BryanCutler edited a comment on issue #24070: [SPARK-23961][PYTHON] Fix error when toLocalIterator goes out of scope
URL: https://github.com/apache/spark/pull/24070#issuecomment-480104456
 
 
   > Are we solving this problem on the "right" side? Is it common for the the localiterator to go out of scope before being consumed?
   If it is is a relatively infrequent occurrence, would it possible make sense to just make the Java code accept that the Python socket may go away?
   
   Thanks @holdenk , I totally agree.  I started off with a fix that would catch the error on the Java side and just allow the connection to be broken without showing the error.  Let me summarize the trade-offs that I noticed:
   
   **Catch/Ignore error in Java:**
   - No change in the protocol to Python, keeps things the same
   - This is the fastest way to iterate through all elements
   - Ignoring the error _might_ hide an actual error, but this is over a local socket so once the connection is made I'm not sure how likely an error is
   - While Python is still consuming data from one partition, other jobs will be started to collect the next partitions until write to the socket is blocked again.  This is nice if all the data is used, but bad if it's not.
   
   **Synchronized Protocol (this PR):**
   - Allows for the iterator to go out of scope and close the connection cleanly, without needing to catch/ignore errors.

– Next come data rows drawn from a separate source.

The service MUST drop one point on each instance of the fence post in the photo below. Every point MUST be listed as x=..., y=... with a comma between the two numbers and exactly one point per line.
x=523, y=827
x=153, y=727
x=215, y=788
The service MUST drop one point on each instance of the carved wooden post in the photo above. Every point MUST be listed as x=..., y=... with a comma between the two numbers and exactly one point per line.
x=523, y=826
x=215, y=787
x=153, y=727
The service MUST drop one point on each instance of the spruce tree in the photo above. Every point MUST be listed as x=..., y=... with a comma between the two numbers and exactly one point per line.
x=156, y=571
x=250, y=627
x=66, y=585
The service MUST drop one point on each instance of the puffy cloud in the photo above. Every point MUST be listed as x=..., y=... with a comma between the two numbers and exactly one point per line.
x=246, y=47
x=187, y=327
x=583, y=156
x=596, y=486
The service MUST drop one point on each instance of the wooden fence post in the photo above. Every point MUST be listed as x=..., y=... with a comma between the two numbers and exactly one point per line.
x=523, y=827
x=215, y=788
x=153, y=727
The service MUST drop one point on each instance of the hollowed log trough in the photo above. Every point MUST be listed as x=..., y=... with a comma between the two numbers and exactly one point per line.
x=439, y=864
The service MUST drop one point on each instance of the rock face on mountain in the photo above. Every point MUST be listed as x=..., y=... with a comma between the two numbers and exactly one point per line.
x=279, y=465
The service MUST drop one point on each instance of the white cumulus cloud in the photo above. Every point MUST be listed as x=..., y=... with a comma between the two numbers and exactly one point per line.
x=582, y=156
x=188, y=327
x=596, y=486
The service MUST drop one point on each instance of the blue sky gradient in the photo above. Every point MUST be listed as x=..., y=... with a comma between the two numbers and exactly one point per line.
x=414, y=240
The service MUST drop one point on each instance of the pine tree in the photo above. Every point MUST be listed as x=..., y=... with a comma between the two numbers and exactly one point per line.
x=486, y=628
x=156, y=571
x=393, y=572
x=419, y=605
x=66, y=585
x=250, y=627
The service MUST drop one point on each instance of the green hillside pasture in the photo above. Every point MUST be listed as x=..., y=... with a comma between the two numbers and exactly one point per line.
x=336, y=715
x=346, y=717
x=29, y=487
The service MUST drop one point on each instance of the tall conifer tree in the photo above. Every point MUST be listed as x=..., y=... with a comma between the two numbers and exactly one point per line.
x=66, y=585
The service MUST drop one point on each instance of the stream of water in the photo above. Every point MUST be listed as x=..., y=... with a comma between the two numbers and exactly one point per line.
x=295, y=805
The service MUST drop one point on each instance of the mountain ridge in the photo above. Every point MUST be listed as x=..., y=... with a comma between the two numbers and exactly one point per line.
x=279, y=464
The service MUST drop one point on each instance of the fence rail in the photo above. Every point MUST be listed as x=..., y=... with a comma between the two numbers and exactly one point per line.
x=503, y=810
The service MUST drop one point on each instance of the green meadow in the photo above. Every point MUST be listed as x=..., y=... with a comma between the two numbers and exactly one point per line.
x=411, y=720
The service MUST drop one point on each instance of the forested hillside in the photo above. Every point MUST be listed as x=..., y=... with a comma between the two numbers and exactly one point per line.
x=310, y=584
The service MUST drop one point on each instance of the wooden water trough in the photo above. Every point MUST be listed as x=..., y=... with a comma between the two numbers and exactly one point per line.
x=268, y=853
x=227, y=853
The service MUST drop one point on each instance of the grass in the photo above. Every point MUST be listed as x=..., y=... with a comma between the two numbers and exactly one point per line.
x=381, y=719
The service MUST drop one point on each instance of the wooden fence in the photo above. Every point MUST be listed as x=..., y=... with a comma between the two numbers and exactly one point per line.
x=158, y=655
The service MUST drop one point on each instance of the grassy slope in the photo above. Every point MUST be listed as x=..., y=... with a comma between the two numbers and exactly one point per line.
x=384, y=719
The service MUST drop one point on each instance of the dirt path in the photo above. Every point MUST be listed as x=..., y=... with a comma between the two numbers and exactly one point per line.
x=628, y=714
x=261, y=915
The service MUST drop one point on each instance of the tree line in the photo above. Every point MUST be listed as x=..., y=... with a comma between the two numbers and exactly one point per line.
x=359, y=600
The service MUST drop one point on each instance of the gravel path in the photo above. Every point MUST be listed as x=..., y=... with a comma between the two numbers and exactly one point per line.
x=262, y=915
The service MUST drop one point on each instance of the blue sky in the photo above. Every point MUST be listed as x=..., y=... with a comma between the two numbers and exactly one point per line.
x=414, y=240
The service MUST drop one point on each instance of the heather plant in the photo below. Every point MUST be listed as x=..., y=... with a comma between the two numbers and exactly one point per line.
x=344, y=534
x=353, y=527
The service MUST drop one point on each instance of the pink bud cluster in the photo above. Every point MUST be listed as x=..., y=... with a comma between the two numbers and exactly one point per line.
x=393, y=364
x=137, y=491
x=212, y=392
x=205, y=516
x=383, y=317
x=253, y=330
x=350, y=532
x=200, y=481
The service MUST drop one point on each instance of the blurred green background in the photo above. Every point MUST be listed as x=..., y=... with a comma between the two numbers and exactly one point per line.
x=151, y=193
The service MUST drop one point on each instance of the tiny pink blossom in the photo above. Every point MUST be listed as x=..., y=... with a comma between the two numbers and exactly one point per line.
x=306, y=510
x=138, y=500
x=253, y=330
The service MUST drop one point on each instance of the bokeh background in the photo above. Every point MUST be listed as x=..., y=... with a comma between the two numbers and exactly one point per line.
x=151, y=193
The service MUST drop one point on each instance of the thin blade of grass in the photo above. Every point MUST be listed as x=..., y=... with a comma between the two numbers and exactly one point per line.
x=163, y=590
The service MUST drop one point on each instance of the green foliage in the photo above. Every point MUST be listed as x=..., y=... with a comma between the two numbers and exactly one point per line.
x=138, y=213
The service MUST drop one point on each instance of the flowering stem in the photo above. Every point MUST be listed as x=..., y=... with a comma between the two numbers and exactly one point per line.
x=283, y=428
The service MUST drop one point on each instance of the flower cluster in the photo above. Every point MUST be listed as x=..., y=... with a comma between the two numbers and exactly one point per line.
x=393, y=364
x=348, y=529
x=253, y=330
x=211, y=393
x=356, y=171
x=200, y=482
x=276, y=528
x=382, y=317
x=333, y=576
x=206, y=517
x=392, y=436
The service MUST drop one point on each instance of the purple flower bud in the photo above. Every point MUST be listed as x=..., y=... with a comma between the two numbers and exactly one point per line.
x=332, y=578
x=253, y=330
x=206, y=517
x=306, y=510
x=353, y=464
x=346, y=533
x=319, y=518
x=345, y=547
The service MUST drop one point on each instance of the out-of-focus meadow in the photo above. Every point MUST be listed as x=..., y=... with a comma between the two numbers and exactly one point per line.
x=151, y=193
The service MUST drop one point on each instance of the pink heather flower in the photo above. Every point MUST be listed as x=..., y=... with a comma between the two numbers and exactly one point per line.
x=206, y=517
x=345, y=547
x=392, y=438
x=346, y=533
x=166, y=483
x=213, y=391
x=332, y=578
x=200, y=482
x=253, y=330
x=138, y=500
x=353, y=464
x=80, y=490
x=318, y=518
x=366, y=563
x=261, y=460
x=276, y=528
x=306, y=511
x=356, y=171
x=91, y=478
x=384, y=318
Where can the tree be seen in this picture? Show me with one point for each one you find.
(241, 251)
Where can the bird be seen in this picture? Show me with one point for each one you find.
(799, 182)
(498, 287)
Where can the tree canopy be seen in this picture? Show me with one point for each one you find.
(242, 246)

   - Jobs are only triggered when the next element is needed. So only after the last element of  a partition is consumed, the next partition is collected. This matches the behavior of Scala toLocalIterator.
   - Performance is a little slower because of synchronization and no longer eagerly collecting the next partition
   - Makes the communication between Python more complicated
   
   I went with the second option here because I definitely didn't want to mask potential real errors, and only triggering jobs for data that is requested, matches Scala and is good for some use cases. Also while we don't want performance to suck, I think people would use toLocalIterator to work with constrained memory (1 partition at a time) and do a regular collect if they want good performance.
   
   I'm not completely sure this is the best fix, so I'm happy to discuss :)
   
   Btw, from the JIRA for this, the user was calling `itertools.islice(..)` to take a slice of the the local iterator, which wasn't fully consuming it. I would agree it is probably more common to consume the entire iterator though.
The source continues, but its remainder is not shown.